Tom Webster, writing and speaking

Estimates Vs. Assumptions In Social Media Measurement

Added on by Tom Webster.

Blind deconvolution final estimateYesterday I participated in Social Slam, a tremendous event put on by the Social Media Club of Knoxville and Mark Schaefer. It was a very content-rich day, and the sellout crowd of 430 attendees got to hear from the likes of Jay Baer, Trey Pennington and your humble research geek. One of the presentations, though, stuck in my craw a bit, because it contained a piece of "data" that is emblematic of a particularly dangerous line of thinking. The presentation in question tracked the effectiveness of a social media campaign, and made the point that the messaging itself, disseminated mostly over Twitter and Facebook, had a reach of 2.7 million persons. This figure was derived using a tool that looks at retweets, shares, and the sizes of friend/follower audiences. The speaker then went on to disparage traditional media a little, for not being able to provide those kinds of metrics with the same precision.

The problem is that this 2.7 million "reach" figure is ludicrous. Could it potentially have reached that many people? I suppose there is some non-zero probability of that, but I'm still gonna call it zero. The fact is, when I tweet something to my followers, only a handful see it at that time. Others may find it through retweets, or through search, but in no way, shape or form did all of my followers see my message - and in fact, you can't even tell me how many "impressions" my message had. The same is true on Facebook - if someone shares a message there, Facebook's EdgeRank algorithm could very easily deemphasize the message to oblivion if there is little demonstrable engagement between messenger and recipient.

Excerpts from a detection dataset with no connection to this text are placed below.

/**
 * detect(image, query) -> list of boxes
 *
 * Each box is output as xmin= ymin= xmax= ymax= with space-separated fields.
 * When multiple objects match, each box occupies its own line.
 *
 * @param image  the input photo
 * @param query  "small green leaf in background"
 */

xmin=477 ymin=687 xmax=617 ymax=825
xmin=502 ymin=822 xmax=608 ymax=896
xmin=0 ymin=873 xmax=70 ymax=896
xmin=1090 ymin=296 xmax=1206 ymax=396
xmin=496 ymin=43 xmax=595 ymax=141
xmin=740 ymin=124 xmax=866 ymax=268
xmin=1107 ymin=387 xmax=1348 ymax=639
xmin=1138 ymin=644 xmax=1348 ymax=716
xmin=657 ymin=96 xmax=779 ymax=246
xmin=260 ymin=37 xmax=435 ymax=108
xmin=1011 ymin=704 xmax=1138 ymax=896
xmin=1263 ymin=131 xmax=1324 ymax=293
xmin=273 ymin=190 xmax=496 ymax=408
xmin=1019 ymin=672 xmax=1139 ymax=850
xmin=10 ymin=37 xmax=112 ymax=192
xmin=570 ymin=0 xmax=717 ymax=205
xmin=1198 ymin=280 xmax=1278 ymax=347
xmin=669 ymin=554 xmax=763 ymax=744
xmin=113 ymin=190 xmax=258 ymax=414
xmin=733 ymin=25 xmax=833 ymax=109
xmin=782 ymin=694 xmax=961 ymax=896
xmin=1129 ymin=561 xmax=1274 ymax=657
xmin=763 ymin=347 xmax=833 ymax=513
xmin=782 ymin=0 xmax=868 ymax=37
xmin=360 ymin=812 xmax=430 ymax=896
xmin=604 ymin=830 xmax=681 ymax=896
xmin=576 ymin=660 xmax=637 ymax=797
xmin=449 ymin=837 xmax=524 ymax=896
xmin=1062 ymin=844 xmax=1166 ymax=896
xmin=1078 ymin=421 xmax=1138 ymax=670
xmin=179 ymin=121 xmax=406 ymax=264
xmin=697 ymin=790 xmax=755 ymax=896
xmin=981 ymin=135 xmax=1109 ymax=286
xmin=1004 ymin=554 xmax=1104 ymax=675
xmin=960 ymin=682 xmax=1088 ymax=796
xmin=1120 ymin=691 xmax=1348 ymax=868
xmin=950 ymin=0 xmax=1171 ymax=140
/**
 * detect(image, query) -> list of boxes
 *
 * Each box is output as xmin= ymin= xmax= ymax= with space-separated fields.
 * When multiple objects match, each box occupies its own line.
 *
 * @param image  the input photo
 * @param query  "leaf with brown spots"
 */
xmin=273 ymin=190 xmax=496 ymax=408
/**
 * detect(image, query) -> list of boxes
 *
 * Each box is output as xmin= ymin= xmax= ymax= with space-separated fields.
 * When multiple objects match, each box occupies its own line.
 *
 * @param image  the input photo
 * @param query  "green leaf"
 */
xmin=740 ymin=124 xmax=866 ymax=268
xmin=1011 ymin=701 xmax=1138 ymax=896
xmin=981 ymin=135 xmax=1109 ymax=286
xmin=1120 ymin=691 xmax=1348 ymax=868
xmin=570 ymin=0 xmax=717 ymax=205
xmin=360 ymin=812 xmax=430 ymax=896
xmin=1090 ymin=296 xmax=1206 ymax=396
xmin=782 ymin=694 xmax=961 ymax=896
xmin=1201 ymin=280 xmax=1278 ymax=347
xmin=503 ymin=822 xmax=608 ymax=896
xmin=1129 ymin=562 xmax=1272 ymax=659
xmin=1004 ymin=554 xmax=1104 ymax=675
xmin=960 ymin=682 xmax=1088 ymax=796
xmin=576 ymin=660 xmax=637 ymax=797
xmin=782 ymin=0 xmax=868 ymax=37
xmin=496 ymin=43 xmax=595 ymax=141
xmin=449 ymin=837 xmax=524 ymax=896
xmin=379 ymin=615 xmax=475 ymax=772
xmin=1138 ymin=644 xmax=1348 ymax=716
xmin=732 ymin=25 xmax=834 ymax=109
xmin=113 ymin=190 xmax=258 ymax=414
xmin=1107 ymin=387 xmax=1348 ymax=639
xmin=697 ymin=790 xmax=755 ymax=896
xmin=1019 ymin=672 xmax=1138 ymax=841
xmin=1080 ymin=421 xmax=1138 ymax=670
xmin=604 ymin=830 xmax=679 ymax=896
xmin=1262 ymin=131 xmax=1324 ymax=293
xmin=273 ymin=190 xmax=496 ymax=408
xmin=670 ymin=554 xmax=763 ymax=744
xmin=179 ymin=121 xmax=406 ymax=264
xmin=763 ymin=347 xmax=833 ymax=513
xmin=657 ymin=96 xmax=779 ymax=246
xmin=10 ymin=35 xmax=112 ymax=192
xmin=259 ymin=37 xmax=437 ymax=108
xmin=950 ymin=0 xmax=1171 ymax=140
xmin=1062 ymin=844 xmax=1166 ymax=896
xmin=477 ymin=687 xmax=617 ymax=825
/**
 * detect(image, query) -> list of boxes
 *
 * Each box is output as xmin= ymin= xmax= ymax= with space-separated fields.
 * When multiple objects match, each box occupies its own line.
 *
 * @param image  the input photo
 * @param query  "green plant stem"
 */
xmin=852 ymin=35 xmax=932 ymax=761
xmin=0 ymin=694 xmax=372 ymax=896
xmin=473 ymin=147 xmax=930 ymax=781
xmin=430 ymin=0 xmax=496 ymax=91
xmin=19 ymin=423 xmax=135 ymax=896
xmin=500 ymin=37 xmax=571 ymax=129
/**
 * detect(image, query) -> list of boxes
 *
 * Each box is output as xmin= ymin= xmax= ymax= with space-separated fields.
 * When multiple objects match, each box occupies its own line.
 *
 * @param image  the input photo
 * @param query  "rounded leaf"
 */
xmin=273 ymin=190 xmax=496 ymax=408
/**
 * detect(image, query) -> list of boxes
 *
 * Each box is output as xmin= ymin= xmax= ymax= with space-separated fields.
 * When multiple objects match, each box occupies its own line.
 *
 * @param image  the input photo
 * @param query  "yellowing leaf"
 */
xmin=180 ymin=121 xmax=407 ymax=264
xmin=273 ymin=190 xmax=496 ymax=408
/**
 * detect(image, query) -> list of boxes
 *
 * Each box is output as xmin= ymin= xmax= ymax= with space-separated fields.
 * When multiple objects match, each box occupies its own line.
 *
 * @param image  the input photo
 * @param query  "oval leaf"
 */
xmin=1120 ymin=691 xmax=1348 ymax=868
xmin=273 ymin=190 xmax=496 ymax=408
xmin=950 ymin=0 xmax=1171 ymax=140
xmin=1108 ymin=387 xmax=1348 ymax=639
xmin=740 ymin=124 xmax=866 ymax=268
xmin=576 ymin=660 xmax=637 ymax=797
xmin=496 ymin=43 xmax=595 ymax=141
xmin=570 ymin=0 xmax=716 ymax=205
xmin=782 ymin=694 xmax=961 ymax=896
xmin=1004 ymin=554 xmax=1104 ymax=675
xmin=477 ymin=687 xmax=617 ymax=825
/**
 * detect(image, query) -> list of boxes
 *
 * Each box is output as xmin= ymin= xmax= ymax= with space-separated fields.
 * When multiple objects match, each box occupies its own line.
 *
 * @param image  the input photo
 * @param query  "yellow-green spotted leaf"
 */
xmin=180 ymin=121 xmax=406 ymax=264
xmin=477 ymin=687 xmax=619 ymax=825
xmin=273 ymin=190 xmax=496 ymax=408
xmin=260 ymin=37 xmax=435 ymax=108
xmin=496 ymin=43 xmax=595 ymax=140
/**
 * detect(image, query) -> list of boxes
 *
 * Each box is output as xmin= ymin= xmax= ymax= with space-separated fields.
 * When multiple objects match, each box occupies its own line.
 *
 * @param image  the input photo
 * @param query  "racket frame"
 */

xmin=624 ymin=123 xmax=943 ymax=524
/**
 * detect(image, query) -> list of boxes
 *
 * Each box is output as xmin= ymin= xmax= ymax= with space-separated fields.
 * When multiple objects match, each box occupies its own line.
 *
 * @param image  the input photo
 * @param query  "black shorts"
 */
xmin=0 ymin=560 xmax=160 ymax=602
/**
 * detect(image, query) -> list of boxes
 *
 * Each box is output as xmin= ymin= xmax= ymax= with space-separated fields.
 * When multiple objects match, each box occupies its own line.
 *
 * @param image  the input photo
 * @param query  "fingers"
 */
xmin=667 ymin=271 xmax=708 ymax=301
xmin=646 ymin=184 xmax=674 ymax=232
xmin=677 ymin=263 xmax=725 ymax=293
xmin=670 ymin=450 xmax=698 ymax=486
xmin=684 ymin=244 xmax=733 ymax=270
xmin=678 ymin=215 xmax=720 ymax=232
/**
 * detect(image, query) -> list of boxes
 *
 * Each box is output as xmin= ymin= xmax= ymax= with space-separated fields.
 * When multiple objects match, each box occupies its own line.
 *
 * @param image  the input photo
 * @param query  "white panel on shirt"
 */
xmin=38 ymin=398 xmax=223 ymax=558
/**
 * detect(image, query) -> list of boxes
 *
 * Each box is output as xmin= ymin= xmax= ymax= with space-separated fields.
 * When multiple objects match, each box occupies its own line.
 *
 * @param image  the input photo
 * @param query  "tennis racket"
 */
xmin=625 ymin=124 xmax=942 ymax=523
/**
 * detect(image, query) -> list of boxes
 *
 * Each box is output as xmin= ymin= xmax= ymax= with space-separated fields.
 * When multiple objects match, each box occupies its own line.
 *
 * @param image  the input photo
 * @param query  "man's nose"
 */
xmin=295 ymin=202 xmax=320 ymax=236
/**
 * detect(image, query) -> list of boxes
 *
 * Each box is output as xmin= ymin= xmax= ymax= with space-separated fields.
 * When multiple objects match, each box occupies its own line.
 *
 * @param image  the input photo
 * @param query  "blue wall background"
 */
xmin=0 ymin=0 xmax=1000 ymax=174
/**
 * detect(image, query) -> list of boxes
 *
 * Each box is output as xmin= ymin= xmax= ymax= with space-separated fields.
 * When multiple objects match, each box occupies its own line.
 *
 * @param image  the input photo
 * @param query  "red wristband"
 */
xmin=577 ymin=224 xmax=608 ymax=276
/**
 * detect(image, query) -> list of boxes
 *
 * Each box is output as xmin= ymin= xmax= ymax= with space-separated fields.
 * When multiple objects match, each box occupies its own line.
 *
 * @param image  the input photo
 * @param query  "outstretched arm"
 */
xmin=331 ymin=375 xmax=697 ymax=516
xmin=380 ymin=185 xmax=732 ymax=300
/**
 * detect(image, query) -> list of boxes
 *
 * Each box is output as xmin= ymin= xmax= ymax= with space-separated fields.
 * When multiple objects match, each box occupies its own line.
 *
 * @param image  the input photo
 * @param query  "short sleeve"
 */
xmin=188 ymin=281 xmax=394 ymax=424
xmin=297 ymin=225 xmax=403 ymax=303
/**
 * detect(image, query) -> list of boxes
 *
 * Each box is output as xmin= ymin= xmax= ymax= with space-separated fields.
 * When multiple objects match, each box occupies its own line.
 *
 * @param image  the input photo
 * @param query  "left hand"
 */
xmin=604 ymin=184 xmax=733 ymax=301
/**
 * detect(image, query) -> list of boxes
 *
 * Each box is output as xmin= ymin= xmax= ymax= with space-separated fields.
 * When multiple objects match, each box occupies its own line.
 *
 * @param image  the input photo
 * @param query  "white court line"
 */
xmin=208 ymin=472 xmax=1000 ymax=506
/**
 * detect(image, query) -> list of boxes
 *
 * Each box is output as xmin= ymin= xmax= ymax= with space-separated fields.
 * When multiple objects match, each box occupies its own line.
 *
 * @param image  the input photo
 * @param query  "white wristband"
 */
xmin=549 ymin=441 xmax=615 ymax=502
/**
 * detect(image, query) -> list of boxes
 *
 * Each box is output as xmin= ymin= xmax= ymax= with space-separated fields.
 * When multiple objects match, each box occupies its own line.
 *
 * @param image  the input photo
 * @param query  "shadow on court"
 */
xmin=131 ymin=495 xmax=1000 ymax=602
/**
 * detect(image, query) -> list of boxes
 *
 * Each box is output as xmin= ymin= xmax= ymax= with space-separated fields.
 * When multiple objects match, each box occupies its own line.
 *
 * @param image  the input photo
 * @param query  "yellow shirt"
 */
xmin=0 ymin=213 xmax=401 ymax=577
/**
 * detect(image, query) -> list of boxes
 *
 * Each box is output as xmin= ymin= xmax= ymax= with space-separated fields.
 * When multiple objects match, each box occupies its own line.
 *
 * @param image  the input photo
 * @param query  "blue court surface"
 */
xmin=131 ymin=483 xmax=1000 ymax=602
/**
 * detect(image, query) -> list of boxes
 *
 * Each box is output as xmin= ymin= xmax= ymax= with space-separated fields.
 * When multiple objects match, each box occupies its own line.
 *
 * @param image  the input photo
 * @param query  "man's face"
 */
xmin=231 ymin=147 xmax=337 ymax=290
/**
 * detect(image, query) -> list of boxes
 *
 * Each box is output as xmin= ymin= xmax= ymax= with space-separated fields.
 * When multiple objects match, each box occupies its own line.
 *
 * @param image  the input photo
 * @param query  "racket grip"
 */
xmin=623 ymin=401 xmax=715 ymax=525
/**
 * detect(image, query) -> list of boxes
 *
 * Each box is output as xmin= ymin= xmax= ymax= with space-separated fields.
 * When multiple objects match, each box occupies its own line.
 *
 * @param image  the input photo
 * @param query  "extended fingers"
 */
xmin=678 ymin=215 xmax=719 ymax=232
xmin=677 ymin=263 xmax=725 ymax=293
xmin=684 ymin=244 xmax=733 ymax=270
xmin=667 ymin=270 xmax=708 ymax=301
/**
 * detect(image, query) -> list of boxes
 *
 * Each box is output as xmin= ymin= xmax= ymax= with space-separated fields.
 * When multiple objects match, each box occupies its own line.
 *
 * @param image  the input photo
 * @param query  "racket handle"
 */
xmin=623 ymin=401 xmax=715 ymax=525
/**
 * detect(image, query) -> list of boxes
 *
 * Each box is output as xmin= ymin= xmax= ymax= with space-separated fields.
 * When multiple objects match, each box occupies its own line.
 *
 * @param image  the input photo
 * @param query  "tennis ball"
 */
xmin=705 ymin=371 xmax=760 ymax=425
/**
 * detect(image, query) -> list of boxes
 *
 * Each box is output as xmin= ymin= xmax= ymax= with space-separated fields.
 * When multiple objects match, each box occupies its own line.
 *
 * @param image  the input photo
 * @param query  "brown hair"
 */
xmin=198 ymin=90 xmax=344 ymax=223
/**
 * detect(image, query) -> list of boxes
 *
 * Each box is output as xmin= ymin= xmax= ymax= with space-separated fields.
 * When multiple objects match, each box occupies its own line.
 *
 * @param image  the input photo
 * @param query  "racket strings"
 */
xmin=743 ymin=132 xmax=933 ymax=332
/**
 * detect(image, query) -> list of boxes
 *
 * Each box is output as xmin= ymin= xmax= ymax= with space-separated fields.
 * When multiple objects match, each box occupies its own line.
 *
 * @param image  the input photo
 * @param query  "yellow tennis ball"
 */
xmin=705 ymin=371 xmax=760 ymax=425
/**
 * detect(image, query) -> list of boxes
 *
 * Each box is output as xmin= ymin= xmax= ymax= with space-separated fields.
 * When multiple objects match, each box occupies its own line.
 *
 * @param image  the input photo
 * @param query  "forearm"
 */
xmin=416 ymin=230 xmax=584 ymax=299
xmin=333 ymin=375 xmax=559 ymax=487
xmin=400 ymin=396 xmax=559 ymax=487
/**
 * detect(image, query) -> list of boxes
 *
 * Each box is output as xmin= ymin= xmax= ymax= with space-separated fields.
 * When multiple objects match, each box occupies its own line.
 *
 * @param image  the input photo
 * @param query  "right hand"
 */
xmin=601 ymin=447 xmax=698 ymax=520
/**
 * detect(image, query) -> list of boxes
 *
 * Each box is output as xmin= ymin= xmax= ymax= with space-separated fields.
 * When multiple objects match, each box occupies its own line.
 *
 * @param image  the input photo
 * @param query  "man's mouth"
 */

In fact, from this standpoint, social media isn't as "trackable" as you might think. The second I tweet a link out to this post, 5,000 people could see it. Far, far less will see it. Instead, what I will be able to track are retweets and links, which will add up to a number that is, let's just say, markedly under 5,000. Now, those retweets will find their way on to other networks and circles of followers/friends, but all I am really going to know is this: the number of people who actually saw my message lies somewhere between the number of retweets it received, and the number of followers it potentially reached. In the case of the campaign discussed by yesterday's presentation, that would put the "reach" between a couple of thousand, and 2.7 million. I'm taking the "under" on the average of those two.

Still don't buy this? Consider: 98% of America has a TV set. The "reach" of the Super Bowl was not 300 million Americans.

The truth is, measuring "reach" on networks like Twitter involves making a crapton of assumptions. One assumes, for instance, that there is some relationship between the potential reach (adding up all the followers that could have seen a message) and the actual message penetration (those that did see the message). You cannot, however, derive that relationship purely through mining unstructured data. The "reach" being measured by toting up followers is little different from circulation data - in that regard, Twitter is a lot like print, not digital. You know the circulation, but you don't know how many people read an article, or what the pass-along metrics are.

I'll close here by coming back to this particular speaker's disparagement of the measurability of traditional media. Let's set print aside here for a moment, and look at Radio and TV. Do I have a way of tracking "clickstream" information about the reach of a given TV show? No. What I do have is an imperfect measurement system, the Nielsen ratings, that provides estimates based upon sampling. Web analytics gurus disparage these estimates, because in the world of online advertising we can know exactly how many banner ads were served, and how many clicks we generated. The estimates generated by traditional media measurement services are not perfect - but they are imperfect in predictable ways (sampling is magic, remember?)

For instance, if I ask 2,000 properly sampled TV viewers in Los Angeles if they watched the Super Bowl, and 700 said yes, I can produce an estimate that gives the Super Bowl a 35% share. It is an estimate, and the next time I ask the question, I'll likely get a different number. Thanks to the magic of sampling, however, 95% of the time that different number will be +/- 2% of what the actual population number should be. Granted, 5% of the time it could be really way off, but that too can be modeled.

Estimates can vary, but they vary in predictable ways. Assumptions, however, are unpredictable. When we know the potential reach of a tweet, and the number of people who retweeted/clicked on that tweet, we have two numbers: one too high, and the other two low. Currently, the only way to back in to the "right" answer - the number of people who saw the message, is to make an assumption, not an estimate. An estimate is science; an assumption is rectally-derived until you can make it science.